5. As someone who spends a significant amount of time giving to and helping others, do you find it challenging to remember to carve out time for your own self-care? How do you find the balance between taking care of others and yourself?
This is relatively simple in theory, however, it takes, a lot of work in practice. I see taking care of people as a blessing and a privilege. Using Karma Yoga (the yoga of action) as my go to practice, I’ve learned the beauty of giving for the sake of giving. In turn, I'm able to the same for myself.
This practice took years to hone, but I’m happy to say I have a good balance today. It’s like teaching yoga. I may not feel like going that day, or I may not feel good, or I may be emotionally drained, but I remind myself of the concepts put forth by Karma Yoga: acceptance of task, concentration of task, and excellence of attitude for the task. These concepts lead me to the ability to detach from expectations. When I teach the class through the reluctance but with the backing of Karma, I then leave the class filled up once again. I feel connected and with purpose.

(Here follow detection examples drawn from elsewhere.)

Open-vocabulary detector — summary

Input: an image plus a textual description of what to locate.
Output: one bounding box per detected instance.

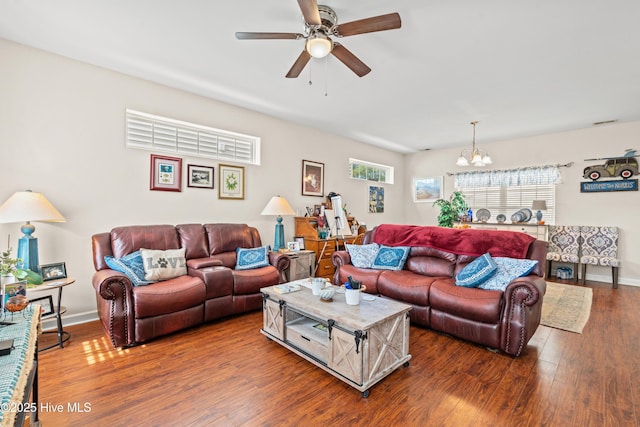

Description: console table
[0,304,40,427]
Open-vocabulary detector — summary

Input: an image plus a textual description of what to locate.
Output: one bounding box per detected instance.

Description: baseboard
[42,310,98,331]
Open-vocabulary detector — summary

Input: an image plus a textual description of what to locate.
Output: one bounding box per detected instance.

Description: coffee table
[260,279,411,398]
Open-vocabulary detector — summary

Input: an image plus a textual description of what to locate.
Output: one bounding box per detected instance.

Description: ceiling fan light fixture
[305,31,333,58]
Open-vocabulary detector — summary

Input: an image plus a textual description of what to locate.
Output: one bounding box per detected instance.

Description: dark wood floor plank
[33,282,640,427]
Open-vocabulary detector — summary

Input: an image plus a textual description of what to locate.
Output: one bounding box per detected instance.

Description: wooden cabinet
[295,216,365,279]
[466,222,547,241]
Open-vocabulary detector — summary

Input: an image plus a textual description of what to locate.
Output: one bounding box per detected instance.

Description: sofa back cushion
[204,224,262,256]
[111,225,180,258]
[176,224,209,259]
[405,246,458,277]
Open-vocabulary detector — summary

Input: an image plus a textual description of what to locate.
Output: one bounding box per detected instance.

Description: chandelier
[456,121,493,167]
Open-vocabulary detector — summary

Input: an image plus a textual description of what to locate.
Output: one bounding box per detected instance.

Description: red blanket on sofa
[373,224,536,259]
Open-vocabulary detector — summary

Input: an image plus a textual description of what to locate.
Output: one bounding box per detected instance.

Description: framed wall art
[150,154,182,191]
[218,165,244,200]
[187,165,213,188]
[413,176,442,203]
[40,262,67,281]
[302,160,324,197]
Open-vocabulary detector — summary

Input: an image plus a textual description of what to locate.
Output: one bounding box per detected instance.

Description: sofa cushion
[478,257,538,291]
[456,254,498,288]
[429,279,503,323]
[371,245,410,270]
[345,243,380,268]
[140,248,187,280]
[133,276,205,319]
[236,246,269,270]
[104,251,153,286]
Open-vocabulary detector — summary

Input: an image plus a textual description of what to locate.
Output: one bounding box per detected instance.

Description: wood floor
[39,282,640,427]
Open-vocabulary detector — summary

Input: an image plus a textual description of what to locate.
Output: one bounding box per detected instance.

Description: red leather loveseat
[92,224,289,348]
[332,225,547,356]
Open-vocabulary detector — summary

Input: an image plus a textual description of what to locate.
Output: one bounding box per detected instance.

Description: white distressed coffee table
[261,282,411,397]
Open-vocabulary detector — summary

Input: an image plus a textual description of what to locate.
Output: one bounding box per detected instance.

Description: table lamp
[531,200,547,223]
[260,196,296,251]
[0,190,66,273]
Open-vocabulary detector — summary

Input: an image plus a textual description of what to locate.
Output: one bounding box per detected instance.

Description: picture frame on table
[150,154,182,191]
[40,262,67,282]
[29,295,55,316]
[302,160,324,197]
[187,164,214,188]
[218,164,245,200]
[413,176,442,203]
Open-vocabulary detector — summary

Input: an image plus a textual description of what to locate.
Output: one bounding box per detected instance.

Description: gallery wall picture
[369,186,384,213]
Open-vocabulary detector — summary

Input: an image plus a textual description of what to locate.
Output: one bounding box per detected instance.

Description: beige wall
[404,122,640,286]
[0,39,404,323]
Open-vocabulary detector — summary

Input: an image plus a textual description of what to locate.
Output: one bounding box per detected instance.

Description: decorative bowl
[320,286,336,301]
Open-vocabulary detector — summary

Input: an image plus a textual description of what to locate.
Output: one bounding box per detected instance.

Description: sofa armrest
[92,269,135,348]
[501,275,547,356]
[269,252,291,283]
[331,251,351,286]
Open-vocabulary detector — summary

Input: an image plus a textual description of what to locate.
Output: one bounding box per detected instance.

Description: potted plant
[433,191,467,228]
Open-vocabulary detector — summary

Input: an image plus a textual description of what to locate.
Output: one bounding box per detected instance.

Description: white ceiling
[0,0,640,152]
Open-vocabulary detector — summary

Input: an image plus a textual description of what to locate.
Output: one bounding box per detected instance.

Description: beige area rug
[540,282,593,334]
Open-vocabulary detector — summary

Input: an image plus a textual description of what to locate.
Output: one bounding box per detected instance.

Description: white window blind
[126,109,260,165]
[455,166,560,224]
[349,159,394,184]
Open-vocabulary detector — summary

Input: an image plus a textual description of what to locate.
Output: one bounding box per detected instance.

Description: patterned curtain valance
[454,165,561,188]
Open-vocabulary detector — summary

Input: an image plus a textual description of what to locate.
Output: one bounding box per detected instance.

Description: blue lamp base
[273,216,284,251]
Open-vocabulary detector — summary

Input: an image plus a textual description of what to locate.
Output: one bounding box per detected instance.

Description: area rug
[540,282,593,334]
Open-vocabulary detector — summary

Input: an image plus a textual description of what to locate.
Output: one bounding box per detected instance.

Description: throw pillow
[478,257,538,291]
[104,251,153,286]
[140,248,187,280]
[456,253,498,288]
[236,246,269,270]
[371,245,411,270]
[345,243,380,268]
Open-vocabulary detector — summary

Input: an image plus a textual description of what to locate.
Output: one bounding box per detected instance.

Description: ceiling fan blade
[298,0,322,25]
[236,31,304,40]
[286,50,311,79]
[331,43,371,77]
[333,13,402,37]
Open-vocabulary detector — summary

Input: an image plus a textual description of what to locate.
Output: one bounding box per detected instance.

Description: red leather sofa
[92,224,289,348]
[332,225,547,356]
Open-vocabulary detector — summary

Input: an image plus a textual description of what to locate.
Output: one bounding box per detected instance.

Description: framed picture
[302,160,324,197]
[287,242,300,252]
[369,186,384,213]
[151,154,182,191]
[29,295,55,316]
[187,165,213,188]
[218,165,244,200]
[413,176,442,203]
[40,262,67,281]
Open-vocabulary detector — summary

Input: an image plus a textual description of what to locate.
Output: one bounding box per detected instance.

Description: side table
[30,278,76,351]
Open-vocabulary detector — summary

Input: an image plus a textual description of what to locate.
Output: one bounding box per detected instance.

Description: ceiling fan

6. Share a fun fact. What’s something people would be surprised to learn about you?
I’m a proud metal head (not the screamy guttural noisy stuff). I love the really melodic thick, feverish grooves from the likes of Iron Maiden, Old school Metallica, Megadeth, Judas Priest, Motor Head, Tool, and ACDC.
I’m quite obsessed with the concept of time travel, not the fictional stuff like Back to the Future (although I love the series). I'm talking space geek stuff like back holes, the origin of the universe, how we came about. Time travel in the sense that I truly enjoy pondering the essence of the extremes (ancient earth, ancient humans, and the far future of both).
Tesla is my favorite scientist for many reasons, but for one very special reason. When Einstein (whom I hold in the highest regard) split the atom, the world changed forever. Science was taken to a whole new level. Tesla, who was a very spiritual man and a believer in metaphysics, said when the atom split: “It’s amazing that you were able to do it, but should you do it? Splitting the atom will only bring death and destruction.”
Tesla’s ability to separate his ego from his work is astonishing to me. It’s the very reason that George Washington is my political hero. When it was suggested that he should be king of the New World, he vehemently disagreed, saying: “This will be a nation of the people for the people.”